Over your lifetime, you’ll be asked to sign lots of contracts – perhaps agreeing to purchase a home, a car or to join a trendy new gym or online dating service. But have you ever given more than a moment’s thought to what this legal document actually is and requires from you? More importantly, do you know the four critical elements that every contract must contain so that it is valid and enforceable?
Before signing on the dotted line or putting your electronic imprimatur on your next online document, reacquaint yourself with the four pillars upholding every legal contract. The information could be empowering.
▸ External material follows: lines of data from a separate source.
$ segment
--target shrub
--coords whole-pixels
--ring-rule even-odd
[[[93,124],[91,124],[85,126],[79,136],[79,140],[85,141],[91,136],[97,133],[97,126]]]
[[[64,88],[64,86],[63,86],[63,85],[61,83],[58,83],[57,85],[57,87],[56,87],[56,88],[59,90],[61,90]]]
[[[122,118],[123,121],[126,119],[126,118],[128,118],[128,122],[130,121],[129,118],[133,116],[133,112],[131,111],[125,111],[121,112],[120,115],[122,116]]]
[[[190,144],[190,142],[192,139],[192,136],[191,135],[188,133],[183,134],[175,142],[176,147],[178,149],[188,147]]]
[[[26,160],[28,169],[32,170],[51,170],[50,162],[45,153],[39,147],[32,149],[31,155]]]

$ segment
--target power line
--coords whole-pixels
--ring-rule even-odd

1. Competent party (or capacity)
For starters, you can’t make a contract with an insane person. This provision also extends to persons under the influence of mind-altering drugs or alcohol. In other words, you can’t ink a deal with someone who isn’t sober. Whatever promises were made when inebriated, they won’t hold up in court.
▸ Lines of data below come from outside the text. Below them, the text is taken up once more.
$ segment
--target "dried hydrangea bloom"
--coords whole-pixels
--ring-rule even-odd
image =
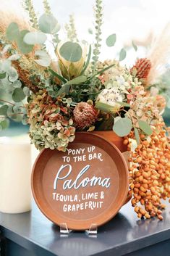
[[[106,60],[99,62],[98,70],[101,70],[109,65],[114,65],[99,75],[98,78],[106,88],[116,88],[121,92],[126,94],[129,88],[137,86],[141,83],[137,78],[134,78],[126,67],[122,67],[116,60]]]
[[[75,139],[75,128],[67,104],[54,100],[46,91],[33,95],[27,106],[31,142],[43,148],[65,152]]]

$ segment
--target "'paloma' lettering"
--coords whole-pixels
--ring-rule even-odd
[[[80,178],[89,170],[90,165],[88,165],[85,166],[79,173],[76,179],[72,181],[72,179],[67,179],[63,183],[63,189],[78,189],[80,187],[85,187],[88,185],[90,186],[101,186],[103,187],[109,188],[111,185],[110,183],[110,178],[102,178],[101,177],[95,177],[93,176],[91,178],[88,177],[85,178],[83,180],[80,181]],[[65,176],[62,175],[62,171],[68,168],[68,172]],[[56,190],[58,181],[60,180],[66,179],[72,173],[72,168],[71,165],[62,165],[59,168],[54,182],[54,189]]]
A competent party also has to be someone of legal age. Minors (people under 18), for example, can’t contract for real property.
Emancipated minors, however, are allowed to contract. To be emancipated, the minor must be married, widowed or divorced — an unmarried minor who can contract as unmarried means formerly married (widowed or divorced), be in military service, or have received a declaration of emancipation from the court.
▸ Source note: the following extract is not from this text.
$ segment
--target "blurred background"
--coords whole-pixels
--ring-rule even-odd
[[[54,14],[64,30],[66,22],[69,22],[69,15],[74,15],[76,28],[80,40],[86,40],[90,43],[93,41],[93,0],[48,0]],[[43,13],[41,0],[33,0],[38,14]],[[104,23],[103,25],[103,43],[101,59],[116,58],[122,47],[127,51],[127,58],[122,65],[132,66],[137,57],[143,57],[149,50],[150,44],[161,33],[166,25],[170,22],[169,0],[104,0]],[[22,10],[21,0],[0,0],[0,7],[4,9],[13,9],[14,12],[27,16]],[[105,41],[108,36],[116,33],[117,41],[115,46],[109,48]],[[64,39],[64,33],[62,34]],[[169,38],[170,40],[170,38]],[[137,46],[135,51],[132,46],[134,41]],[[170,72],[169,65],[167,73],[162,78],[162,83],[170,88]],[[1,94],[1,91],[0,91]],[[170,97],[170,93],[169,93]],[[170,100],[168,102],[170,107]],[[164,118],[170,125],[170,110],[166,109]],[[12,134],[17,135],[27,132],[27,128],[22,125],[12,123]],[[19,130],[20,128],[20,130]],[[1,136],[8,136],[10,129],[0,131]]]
As for prisoners, as long as they’re not under a life imprisonment or death sentence, they can contract. Restrictions, however, can be placed on prisoner contract rights for the security of the prison and to protect the public.
2. Mutual agreement (offer and acceptance)
There must be enough certainty so that a reasonable person — acting freely and without coercion — would say there was an actual “meeting of the minds” as to what was agreed upon. So, every valid and enforceable contract involves an offer followed by an acceptance. Thus, if you offer to sell your vintage doll collection for $5,000, but your potential buyer’s response is to offer only $2,500, you don’t have a match. What you have is a counteroffer that you can accept or reject. Generally, acceptance must mirror the terms of the offer.
This “mirror” should be unmistakably clear. For example, if someone offers to clean all the windows in your house for $100, and you reply, “That sounds pretty fair,” there’s no acceptance, even if the window cleaner completes the task. Your response was too fuzzy. If you say, instead, “We have a deal,” or more precisely, “I accept,” then there is a binding contract. After the task is completed, the worker has an enforceable contract to collect the $100.
For a contract to be binding, you and the other consenting party must exchange something of value, be it money, services, or even promises. Interestingly, this exchange doesn’t have to be of equal value. That’s why you’ve probably heard stories of someone agreeing to sell a car for a penny to constitute a binding contact. Some courts, however, may frown on this transaction because of the “nominal” value involved.
The existence of consideration distinguishes a contract from a gift. A gift is a voluntary and gratuitous transfer of property from one person to another, with something of value promised in return.
Sometimes, consideration can be a promise not to do something you have the right to do, such as filing a lawsuit if you feel you or your property has been damaged or injured. For example, let’s say you accidentally drove over your neighbor’s new power lawn mower and damaged it. Your neighbor is legally permitted to sue you for the damage, but agrees not to if you pay him $500. This agreement provides adequate consideration for the contract, because you and your neighbor are each surrendering something in the exchange — your money and his right to sue you.
Consideration also applies to current, not past, agreements. For instance, if someone promises to pay you $1,000 for the 50 pounds you lost on your diet last summer, a court will not enforce the promise to make the payment because the performance (shedding the weight) wasn’t agreed to in the present. You dropped the weight without knowing someone would later come along and offer to pay you for the weight loss.
4. Legal purpose
Finally, any contract that requires laws to be broken is void. Examples of illegal contracts are those for the sale of illegal drugs or weapons and agreements to commit a crime, such as murder-for-hire, child pornography or human trafficking.
In addition, the purpose of the contract cannot violate public policy. For examples, agreements to work for less than the minimum wage or to forfeit your workman’s compensation rights would be void and thus unenforceable.
In its most basic form, a contract is an agreement upheld and enforced by a court of law. By knowing the four cornerstone essentials that every valid contract must fulfill, you’ll be better equipped to enter and negotiate your future agreements with greater clarity, confidence and conviction.